There are various distributions that gather these utilities and other ones to perform the aforementioned analyses. The most notable ones are the following:

  • Santoku: a Linux-based environment that incorporates a large amount of utilities, many of which aimed towards analysing malware for mobile devices. It is available at https://santoku-linux.com/
  • Android Reverse Engineering (A.R.E): a virtual machine with a multitude of tools specifically designed for analysing Android applications. It is available at https://github.com/hannoL/AREsoft
  • MobiSec Lab: an Ubuntu-based environment that includes the necessary infrastructure to perform analyses of applications.
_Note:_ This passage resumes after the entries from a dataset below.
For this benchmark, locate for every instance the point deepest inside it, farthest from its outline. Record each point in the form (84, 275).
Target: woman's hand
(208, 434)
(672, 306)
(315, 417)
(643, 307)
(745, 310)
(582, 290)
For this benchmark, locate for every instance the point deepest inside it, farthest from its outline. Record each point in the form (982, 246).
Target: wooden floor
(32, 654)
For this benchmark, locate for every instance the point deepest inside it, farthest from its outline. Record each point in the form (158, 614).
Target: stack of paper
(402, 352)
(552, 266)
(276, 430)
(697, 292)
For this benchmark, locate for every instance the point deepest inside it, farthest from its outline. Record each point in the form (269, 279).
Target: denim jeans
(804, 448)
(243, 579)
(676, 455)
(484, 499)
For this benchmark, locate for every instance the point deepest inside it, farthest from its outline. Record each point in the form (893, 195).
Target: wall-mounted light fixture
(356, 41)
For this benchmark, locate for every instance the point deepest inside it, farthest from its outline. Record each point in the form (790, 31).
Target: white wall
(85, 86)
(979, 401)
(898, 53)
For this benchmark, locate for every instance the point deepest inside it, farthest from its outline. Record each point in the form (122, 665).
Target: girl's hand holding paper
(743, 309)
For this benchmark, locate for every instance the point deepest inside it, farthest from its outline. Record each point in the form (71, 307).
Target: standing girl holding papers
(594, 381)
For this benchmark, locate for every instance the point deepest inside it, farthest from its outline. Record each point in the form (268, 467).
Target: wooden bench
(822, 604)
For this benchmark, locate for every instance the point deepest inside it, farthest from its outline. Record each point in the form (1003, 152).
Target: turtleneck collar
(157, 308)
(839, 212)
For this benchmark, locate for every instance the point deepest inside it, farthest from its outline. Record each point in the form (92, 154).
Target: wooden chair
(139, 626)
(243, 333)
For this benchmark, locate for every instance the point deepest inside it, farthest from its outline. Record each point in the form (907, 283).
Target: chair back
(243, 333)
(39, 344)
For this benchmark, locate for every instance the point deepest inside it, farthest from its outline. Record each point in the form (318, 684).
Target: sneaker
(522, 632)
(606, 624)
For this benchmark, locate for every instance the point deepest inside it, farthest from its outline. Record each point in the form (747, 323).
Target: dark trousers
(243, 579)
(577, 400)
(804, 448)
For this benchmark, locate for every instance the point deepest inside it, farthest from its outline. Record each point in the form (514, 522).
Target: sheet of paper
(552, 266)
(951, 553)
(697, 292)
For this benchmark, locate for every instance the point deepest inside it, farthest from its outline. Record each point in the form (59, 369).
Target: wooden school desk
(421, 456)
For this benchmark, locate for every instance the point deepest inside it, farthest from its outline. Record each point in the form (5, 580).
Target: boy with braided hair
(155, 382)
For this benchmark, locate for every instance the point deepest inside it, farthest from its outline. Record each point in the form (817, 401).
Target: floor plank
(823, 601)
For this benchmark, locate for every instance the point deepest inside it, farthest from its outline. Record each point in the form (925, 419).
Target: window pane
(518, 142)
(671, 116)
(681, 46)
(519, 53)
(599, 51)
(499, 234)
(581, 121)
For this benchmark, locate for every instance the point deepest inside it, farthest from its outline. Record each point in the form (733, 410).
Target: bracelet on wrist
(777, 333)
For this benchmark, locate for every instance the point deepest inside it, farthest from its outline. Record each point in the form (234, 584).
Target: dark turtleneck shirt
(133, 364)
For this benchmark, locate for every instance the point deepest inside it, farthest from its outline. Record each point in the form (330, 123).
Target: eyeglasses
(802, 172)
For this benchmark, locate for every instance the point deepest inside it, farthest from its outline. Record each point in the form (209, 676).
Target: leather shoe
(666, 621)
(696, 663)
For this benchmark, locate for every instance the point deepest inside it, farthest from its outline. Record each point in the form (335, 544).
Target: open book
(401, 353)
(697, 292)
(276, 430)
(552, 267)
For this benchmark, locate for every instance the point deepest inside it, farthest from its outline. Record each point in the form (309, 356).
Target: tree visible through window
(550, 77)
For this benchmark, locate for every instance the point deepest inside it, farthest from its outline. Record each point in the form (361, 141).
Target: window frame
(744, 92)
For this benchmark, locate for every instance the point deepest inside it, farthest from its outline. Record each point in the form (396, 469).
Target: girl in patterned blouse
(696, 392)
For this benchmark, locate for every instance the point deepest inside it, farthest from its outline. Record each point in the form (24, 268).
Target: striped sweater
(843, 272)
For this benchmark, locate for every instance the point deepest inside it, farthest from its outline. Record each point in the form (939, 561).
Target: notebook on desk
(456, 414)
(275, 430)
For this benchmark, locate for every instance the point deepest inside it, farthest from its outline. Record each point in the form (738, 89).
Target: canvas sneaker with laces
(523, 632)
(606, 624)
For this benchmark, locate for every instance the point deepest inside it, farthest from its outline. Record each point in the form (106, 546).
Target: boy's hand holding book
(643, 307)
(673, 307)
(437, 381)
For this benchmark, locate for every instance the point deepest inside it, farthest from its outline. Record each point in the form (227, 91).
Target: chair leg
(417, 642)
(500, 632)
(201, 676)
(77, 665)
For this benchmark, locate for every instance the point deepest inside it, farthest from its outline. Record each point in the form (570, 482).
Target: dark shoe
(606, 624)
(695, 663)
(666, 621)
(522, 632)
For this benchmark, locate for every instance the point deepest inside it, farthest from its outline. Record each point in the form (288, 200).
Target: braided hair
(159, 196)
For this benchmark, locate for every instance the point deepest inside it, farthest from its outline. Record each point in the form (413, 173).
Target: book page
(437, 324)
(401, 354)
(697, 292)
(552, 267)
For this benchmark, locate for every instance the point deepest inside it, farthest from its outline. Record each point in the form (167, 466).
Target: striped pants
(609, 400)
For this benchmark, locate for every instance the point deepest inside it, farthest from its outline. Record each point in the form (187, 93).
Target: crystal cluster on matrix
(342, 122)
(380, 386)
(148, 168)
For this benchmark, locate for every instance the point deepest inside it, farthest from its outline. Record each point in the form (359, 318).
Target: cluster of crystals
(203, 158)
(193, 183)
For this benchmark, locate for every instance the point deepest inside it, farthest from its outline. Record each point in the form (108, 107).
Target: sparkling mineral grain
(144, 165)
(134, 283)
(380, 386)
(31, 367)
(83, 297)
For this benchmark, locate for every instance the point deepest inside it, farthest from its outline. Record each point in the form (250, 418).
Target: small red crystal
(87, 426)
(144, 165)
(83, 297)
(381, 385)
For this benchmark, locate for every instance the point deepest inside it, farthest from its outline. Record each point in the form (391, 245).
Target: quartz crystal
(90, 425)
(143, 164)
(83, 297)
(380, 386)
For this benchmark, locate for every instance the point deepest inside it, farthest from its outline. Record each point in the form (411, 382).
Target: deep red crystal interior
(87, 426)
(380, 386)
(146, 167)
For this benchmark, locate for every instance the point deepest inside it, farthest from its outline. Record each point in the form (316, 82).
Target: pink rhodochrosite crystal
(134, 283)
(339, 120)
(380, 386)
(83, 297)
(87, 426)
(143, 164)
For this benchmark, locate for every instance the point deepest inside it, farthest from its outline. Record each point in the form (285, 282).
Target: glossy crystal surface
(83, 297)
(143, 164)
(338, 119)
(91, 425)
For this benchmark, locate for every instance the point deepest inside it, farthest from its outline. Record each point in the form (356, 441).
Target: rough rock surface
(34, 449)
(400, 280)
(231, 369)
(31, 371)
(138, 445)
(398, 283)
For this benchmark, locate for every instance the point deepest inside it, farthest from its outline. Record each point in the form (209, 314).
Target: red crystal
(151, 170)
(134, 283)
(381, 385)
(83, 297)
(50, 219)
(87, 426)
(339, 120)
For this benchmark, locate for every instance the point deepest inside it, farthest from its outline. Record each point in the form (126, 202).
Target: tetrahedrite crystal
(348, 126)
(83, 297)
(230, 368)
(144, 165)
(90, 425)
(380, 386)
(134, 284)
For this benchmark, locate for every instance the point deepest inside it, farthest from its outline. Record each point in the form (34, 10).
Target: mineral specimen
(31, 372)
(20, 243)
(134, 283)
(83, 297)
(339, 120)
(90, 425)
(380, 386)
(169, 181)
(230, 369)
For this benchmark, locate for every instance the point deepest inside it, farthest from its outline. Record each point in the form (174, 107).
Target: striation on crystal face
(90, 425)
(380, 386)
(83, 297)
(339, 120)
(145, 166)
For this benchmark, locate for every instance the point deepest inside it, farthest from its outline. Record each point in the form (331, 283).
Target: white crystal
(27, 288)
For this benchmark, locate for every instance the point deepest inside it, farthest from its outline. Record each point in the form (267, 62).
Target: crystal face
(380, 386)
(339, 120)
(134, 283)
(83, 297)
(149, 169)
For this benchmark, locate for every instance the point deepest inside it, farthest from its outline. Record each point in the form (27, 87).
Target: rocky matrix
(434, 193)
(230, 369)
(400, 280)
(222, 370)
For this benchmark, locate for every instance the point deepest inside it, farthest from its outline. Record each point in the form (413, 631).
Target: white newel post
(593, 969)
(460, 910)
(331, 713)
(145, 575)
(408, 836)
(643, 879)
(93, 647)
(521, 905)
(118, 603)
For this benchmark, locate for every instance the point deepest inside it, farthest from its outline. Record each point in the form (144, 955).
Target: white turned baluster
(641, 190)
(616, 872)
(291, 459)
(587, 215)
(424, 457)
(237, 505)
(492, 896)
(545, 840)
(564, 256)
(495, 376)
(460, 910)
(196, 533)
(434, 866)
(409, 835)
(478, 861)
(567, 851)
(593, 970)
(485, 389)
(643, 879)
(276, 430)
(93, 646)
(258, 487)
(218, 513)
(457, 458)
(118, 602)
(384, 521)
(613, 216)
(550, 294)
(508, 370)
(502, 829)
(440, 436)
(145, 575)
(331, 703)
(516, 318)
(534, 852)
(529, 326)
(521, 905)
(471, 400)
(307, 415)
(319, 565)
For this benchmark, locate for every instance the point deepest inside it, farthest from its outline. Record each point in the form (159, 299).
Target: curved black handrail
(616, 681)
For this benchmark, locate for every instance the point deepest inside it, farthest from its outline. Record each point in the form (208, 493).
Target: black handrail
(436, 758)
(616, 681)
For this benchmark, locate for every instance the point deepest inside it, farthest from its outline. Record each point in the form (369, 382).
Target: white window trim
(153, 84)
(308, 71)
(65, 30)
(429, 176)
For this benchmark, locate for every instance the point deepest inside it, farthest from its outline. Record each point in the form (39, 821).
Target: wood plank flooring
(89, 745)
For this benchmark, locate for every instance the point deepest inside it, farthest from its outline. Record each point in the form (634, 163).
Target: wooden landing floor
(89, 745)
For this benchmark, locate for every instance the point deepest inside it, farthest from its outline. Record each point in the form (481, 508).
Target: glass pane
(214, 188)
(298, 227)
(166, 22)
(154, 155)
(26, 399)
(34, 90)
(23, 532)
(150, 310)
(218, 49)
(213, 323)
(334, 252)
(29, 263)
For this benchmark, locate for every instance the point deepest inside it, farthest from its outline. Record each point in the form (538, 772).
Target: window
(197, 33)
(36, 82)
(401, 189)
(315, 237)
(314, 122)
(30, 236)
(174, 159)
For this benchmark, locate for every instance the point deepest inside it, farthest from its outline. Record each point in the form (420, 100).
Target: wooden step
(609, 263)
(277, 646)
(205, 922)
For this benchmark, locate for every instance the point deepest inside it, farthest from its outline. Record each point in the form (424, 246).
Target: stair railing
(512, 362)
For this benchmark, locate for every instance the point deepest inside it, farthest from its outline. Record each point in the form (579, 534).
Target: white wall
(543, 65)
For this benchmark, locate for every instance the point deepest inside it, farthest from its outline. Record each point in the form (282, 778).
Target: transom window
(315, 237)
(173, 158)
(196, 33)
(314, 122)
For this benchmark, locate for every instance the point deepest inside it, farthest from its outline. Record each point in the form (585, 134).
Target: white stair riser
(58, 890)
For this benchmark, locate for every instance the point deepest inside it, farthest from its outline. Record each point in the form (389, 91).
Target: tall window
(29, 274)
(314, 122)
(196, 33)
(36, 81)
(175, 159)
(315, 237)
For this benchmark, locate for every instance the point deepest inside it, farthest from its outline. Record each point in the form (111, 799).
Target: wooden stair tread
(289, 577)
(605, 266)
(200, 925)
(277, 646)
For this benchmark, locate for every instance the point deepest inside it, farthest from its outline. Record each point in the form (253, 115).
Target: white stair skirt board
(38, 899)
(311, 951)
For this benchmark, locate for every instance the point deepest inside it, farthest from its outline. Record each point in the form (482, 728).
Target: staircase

It is available at http://sourceforge.net/projects/mobisec/files/

If you do not possess any samples and wish to obtain some to test the tools described in the article, you can obtain them from different origins:

  • APK Downloader: an online service that enables downloading Google Play applications. It is available at https://apps.evozi.com/apk-downloader/?id= (Link currently unavailable)
  • MyAPPSharer: a utility available on Google Play that, once installed on the mobile device, enables extracting other applications installed in the terminal.
  • Contagio Mobile: a popular Android malware blog that contains a vast amount of samples that can be downloaded to be analysed.